Barrel locking system is an essential part of every rifle, and this one uses the same system as Saur 101. Mauser M12 uses 6 locking lugs distributed in two rows under the angle of 120 degrees. They lock directly into the barrel. This provides for a short 60° bolt lift. One of the logs has a wide spring loaded hook extractor, that works on the push feed principle. Mauser mostly abandoned the M98 control feeding system.

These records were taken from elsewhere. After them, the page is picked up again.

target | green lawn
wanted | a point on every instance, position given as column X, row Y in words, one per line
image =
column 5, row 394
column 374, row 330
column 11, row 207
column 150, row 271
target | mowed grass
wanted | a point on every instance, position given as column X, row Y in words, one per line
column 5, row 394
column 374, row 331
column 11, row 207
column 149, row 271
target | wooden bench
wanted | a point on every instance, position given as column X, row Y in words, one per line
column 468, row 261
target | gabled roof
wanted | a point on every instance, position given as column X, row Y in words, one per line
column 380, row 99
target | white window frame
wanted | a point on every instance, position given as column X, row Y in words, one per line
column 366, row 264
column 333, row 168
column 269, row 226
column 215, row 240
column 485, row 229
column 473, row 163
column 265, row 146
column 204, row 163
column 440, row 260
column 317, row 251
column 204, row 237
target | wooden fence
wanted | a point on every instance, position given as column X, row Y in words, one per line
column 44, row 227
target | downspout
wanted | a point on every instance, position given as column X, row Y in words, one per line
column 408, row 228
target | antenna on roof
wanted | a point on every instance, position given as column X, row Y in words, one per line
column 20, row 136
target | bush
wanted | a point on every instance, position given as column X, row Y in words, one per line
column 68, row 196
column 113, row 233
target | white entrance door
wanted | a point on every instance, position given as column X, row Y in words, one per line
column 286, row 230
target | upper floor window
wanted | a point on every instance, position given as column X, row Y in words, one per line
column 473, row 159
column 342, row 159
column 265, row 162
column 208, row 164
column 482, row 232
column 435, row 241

The front part of the bolt and direct barrel locking are made in accordance with the latest solutions. The rear of the bolt on M12 is an original Mauser solution. This involves a brake with a large, three position, lever. When the lever is all the way back, the weapon is completely secure, the middle position allows you to unload the barrel, or reload the magazine, while, when the lever is in the frontal position the weapon is ready to fire. This is denominated by a large, red “F”. The rear part of the bolt holds a red ring, which is easy to see, or to feel with a finger during the night and indicates that the mechanism is locked. The rifle comes with a factory adjusted trigger. This cheap solution has been masterfully implemented here. The trigger is quite sensitive and fires at forces of 0.95 daN.

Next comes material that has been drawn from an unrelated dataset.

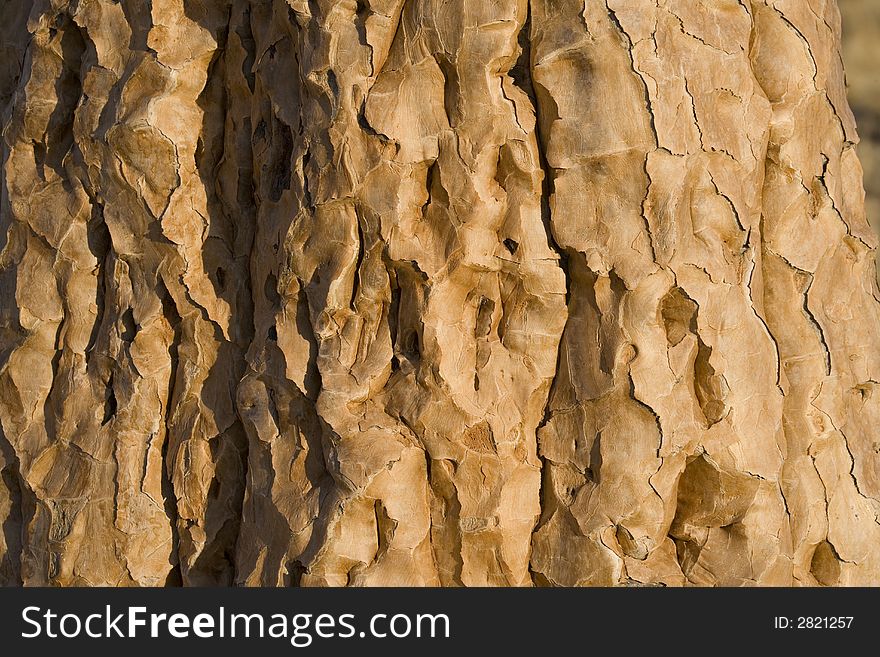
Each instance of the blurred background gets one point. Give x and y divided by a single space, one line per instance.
861 58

Old Mauser rifles similar to M98 were selling amazingly well, which prompted the manufacturers to make the new model with the same receiver bridge that M98 had. This allows us to mount any kind of scope that we could use on the classic Mauser rifles. This is just another benefit that might be able to save the customers some money. The customer can buy the rifle with or without the iron sights. The back sight with a U groove is direction adjustable, and slightly inclined. The barrel, both the 56 cm standard one and the 62 cm magnum one, has a finely crafted muzzle with a concave grooves. This is just another example of Mauser’s commitment to quality. All of the important parts of M12, including the receiver, are made of steel. Still, the rifle is not too heavy at 3.1 to 3.2 kg, which makes it one of the lighter threaded barrel rifles. This was made possible by the use of high quality steel and the direct locking system.
Easy Magazine Replacement
Mauser M12 comes with a walnut stock with a Mauser logo. The walnut is of adequate quality, finely checkered. Apart from the walnut sock, M12 also comes with a synthetic dark grey stock, with an M12 Extreme mark. This indicated that the stock is capable of enduring extreme conditions. They come with a bolt lever ball made of the same material.

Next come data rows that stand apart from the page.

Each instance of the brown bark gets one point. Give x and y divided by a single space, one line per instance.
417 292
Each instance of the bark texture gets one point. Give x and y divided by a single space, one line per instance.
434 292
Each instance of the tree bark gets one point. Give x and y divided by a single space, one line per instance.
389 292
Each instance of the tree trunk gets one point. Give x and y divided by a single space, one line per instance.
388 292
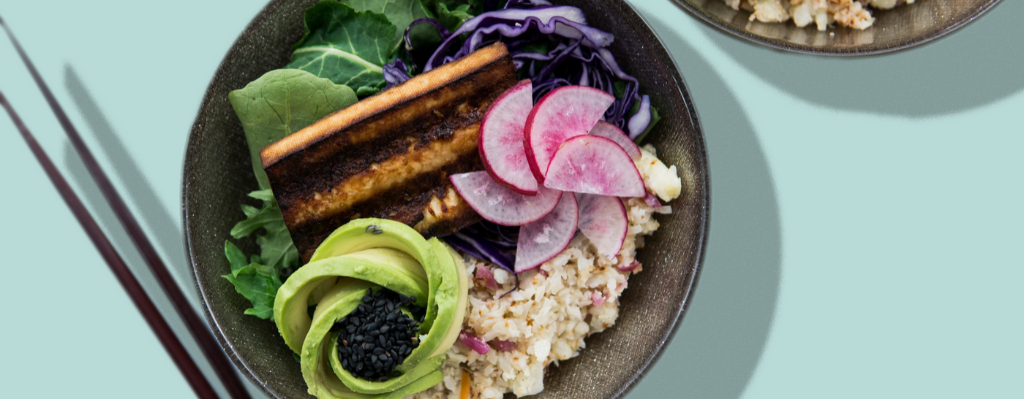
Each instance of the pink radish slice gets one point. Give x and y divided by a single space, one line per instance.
499 204
603 221
565 112
615 134
596 166
651 201
541 240
501 139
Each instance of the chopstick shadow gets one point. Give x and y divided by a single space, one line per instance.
161 226
723 335
973 67
101 211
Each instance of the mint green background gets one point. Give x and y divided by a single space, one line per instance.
865 235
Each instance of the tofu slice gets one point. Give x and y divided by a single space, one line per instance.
389 156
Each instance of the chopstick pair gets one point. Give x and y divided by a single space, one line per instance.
207 344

Regardless of the choice of the stock, M12 is a great and affordable rifle. The finishing is great, the slide moves nicely, and the locking is nice and easy. The safety is accurate and silent. Magazines are easy to replace, and we especially like the fact that you can reload the magazine from the top. It is also fairly easy to find good optics and the trigger system is almost perfect.